Bonner tried to stay calm.
“I had to click on it. This is the real Stacey Abrams,” she said. “I had to keep it cool. I don’t want to be the creepy mom.”
After reading a book about famous Black women, Bonner thought it would be fun to dress her daughter like the role models in the book. She wanted Riley to have heroes that looked like her.
“Growing up, it wasn’t really showcased for us even when it came to female (role models) let alone African-American women,” Bonner said.
She decided to keep it simple and use Riley’s own clothes for the costumes. Every few days she posts Riley's new picture on Instagram. The first famous woman was easy: Misty Copeland. Riley enjoys ballet dancing and already has a tutu.
“Once she puts on a tutu you can’t tell her she’s not in the ‘Nutcracker,’” Bonner said.
That fun photo shoot set the tone.
Bonner and Riley share a favorite photo shoot: Beyoncé. Bonner loved the picture because she is a huge fan of the “Formation” singer, while Riley felt thrilled that she could wear lipstick.

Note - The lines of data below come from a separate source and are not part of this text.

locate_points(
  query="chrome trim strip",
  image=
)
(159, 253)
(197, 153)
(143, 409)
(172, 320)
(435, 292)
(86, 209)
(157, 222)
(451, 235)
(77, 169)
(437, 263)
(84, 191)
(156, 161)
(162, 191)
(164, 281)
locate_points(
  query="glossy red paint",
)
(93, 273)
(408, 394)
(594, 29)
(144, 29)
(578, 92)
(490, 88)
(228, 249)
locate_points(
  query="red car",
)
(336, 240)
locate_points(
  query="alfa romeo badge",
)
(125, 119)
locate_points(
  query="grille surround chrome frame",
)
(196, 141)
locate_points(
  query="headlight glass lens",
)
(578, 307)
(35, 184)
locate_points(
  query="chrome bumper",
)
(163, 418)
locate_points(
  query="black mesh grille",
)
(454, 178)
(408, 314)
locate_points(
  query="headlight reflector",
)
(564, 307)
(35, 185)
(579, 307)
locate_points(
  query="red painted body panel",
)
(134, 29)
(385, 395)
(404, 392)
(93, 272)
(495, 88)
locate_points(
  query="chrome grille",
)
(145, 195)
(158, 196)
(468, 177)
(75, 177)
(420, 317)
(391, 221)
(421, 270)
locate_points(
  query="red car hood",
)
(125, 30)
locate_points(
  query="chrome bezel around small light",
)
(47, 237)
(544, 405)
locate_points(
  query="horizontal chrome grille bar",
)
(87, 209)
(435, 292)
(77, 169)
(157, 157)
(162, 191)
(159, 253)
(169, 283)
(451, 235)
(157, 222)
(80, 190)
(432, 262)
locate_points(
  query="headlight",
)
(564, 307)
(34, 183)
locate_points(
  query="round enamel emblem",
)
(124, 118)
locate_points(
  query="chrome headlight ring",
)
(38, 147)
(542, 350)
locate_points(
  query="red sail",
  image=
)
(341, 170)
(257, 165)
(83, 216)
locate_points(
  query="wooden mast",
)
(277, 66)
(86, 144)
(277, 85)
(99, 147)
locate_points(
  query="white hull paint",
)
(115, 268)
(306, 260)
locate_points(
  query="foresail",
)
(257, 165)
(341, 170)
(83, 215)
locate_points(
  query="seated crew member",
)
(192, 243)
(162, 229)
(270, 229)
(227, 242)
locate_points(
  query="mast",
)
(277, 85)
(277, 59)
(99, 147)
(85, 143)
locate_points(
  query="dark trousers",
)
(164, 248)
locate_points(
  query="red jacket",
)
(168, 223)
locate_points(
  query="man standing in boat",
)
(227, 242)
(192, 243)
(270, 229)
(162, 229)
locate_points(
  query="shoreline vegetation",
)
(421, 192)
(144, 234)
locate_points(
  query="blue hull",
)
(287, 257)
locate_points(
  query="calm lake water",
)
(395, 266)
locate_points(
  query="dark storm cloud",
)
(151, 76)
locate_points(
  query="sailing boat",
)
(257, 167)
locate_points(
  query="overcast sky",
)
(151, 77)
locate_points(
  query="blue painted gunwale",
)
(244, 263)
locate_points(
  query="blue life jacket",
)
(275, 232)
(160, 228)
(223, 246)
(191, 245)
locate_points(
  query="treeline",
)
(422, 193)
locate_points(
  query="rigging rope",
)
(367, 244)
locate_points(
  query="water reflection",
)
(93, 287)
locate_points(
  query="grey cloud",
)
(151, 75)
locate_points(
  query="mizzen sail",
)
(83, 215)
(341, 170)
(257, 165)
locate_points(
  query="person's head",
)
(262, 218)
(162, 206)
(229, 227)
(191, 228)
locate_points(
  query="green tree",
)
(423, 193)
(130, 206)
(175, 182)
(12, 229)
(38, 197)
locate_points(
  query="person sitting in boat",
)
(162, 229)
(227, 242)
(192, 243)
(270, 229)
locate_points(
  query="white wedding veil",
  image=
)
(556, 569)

“She always wants lipstick. She always says, ‘Mommy lips,’” Bonner said, adding she’d never put lipstick on her daughter before. “When I put the lipstick on her she was like ‘Mommy, WHAT?!’”
Riley began dancing and slaying. Even when she tired of being Beyoncé, she begged her mom not to wipe off the lipstick.

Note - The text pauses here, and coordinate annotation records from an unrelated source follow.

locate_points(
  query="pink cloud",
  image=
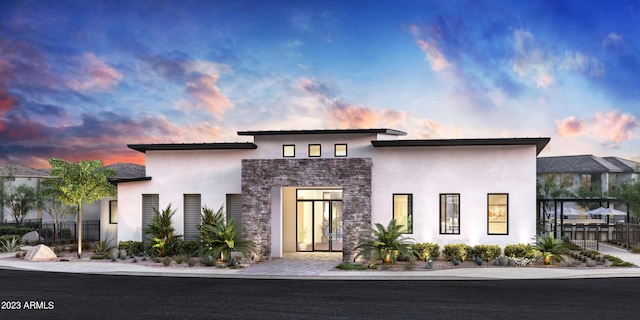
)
(95, 75)
(613, 127)
(208, 96)
(571, 127)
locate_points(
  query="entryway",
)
(319, 220)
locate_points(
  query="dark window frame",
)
(284, 147)
(409, 228)
(319, 150)
(335, 150)
(507, 214)
(455, 229)
(111, 213)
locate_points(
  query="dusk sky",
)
(82, 79)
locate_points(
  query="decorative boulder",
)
(40, 253)
(31, 238)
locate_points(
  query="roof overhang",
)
(540, 143)
(193, 146)
(125, 180)
(323, 131)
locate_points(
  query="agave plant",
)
(223, 238)
(551, 248)
(10, 245)
(386, 244)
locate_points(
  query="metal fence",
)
(66, 231)
(627, 234)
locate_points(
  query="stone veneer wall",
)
(260, 175)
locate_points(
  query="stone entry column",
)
(260, 175)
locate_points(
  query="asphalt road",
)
(40, 295)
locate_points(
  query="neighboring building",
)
(317, 190)
(573, 172)
(12, 176)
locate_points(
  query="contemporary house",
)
(12, 176)
(317, 190)
(573, 172)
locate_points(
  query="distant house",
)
(317, 190)
(12, 176)
(573, 172)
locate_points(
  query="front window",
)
(498, 213)
(340, 150)
(314, 150)
(403, 211)
(450, 213)
(289, 151)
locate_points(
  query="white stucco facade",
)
(425, 169)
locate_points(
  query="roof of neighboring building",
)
(17, 170)
(585, 164)
(322, 131)
(193, 146)
(540, 143)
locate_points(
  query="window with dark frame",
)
(314, 150)
(403, 211)
(498, 213)
(340, 150)
(289, 151)
(113, 211)
(450, 213)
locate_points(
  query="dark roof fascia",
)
(322, 131)
(193, 146)
(540, 143)
(124, 180)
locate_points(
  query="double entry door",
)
(319, 225)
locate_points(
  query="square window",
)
(340, 150)
(403, 211)
(289, 151)
(314, 150)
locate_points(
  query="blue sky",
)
(82, 79)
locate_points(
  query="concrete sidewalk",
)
(322, 267)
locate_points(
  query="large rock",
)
(40, 253)
(31, 238)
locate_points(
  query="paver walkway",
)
(296, 264)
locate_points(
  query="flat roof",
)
(322, 131)
(540, 143)
(193, 146)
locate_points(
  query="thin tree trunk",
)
(79, 230)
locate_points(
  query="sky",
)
(82, 79)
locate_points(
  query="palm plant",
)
(385, 243)
(224, 237)
(162, 231)
(551, 248)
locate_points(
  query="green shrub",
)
(519, 250)
(132, 247)
(456, 252)
(426, 250)
(350, 266)
(486, 252)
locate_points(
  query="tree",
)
(80, 182)
(20, 200)
(53, 206)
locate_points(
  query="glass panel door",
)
(336, 224)
(305, 226)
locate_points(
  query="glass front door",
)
(319, 222)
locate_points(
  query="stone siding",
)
(260, 175)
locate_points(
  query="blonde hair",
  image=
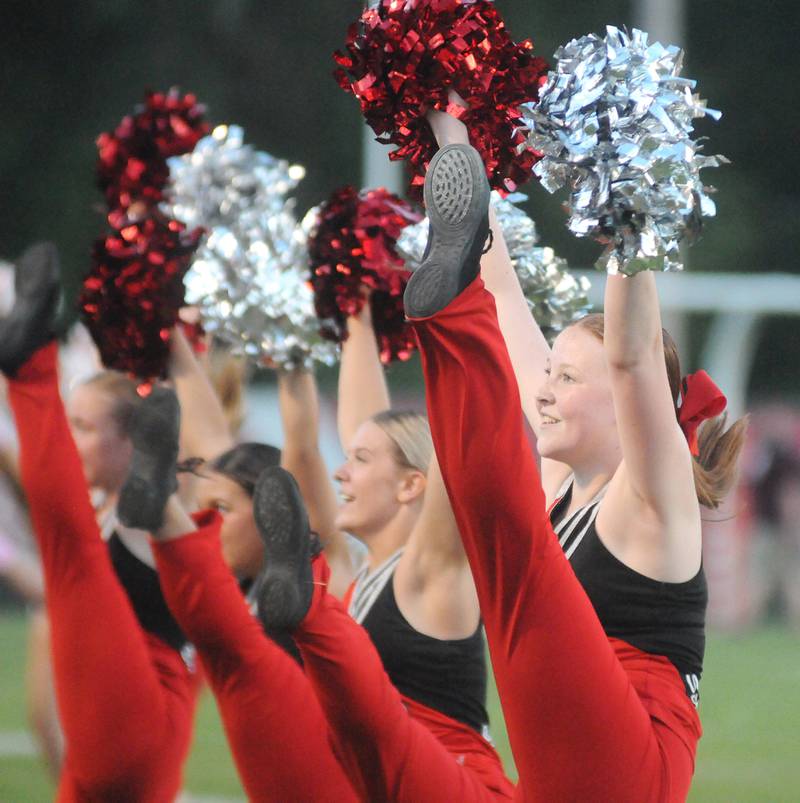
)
(716, 466)
(124, 396)
(410, 435)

Riley has dressed as loads of inspiring women, including Whitney Houston, Lauryn Hill, Michelle Obama, Whoopi Goldberg, Shirley Chisholm, Ruby Bridges, Shuri (from “Black Panther”), Henrietta Lacks, Ilhan Omar, Amanda Gorman, Kamala Harris and Naomi Campbell.

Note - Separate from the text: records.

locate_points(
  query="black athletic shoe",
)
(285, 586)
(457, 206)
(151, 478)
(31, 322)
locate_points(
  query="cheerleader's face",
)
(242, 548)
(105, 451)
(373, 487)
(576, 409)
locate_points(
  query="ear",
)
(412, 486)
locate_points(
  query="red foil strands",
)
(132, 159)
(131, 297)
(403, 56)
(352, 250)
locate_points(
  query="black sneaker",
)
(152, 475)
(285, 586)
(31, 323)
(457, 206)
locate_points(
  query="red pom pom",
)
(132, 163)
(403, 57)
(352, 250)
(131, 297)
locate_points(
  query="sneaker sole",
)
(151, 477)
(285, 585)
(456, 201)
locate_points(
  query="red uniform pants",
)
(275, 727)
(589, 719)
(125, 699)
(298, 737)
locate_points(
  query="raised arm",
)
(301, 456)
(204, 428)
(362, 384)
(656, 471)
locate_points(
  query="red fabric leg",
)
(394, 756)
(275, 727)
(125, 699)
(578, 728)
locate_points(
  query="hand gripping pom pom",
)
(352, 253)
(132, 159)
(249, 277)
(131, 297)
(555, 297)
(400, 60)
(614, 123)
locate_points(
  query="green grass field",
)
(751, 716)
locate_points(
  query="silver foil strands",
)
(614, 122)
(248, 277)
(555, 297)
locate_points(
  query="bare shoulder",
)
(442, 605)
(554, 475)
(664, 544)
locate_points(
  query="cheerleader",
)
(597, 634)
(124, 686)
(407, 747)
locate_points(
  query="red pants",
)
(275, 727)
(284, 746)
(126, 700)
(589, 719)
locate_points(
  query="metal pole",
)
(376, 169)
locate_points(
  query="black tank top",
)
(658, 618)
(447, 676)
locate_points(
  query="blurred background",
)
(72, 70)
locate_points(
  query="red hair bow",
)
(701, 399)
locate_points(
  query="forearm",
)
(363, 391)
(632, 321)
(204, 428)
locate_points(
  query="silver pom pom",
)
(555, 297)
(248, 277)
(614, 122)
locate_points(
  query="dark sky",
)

Last year, Riley loved being Missy Elliott to recreate an album cover. As soon as she put on her bucket hat, Riley was in character.
"She started posing and break dancing," Bonner said. "She likes Missy. She thinks her moves are super duper fly."
This year, Riley started Black History Month dressed as Janet Jackson. She's a huge Michael Jackson fan and when she learned he had a sister who was also a famous musician, actress and dancer, she became obsessed. Riley selected many of people that she dressed like this year, including Maya Angelou, who she decided to be after seeing her Barbie in the store.
Bonner said she is glad she started the project, because she and Riley are both learning.
“I’m even teaching myself. I didn’t know that much about all these individual women as well,” she said. “It is an inspiration.”
It's so inspiring that Riley started talking about how she is going to develop vaccines when she grows up, just like Kizzmekia Corbett, who worked on the COVID-19 vaccine. Already Riley thinks she's on her way to becoming a researcher because they made slime. ("Sadly, the slime got in the dog's hair so we don't play with slime anymore," Bonner said.)
"She was like, 'I'm really a scientist,'" Bonner said. "She's like, 'I don't like vaccines, but I don't like the coronavirus.' And she's like, 'I can do it, I can make vaccines.'"
Corbett also sent a message to Bonner and Riley.
"She was like, 'I have tears in my eyes,'" Bonner said. " She commented on the post like, 'Well, you'll be a little scientist one day, too.' That was very heartwarming."
Bonner said she believes it is important for her daughter and other Black girls to be represented in all fields, from literature to science to politics to music.
"As she's gotten older she's understanding more. I just wanted to continue building upon her image and making sure that she sees herself in others," Bonner said. "Riley recognizes that she can be anything."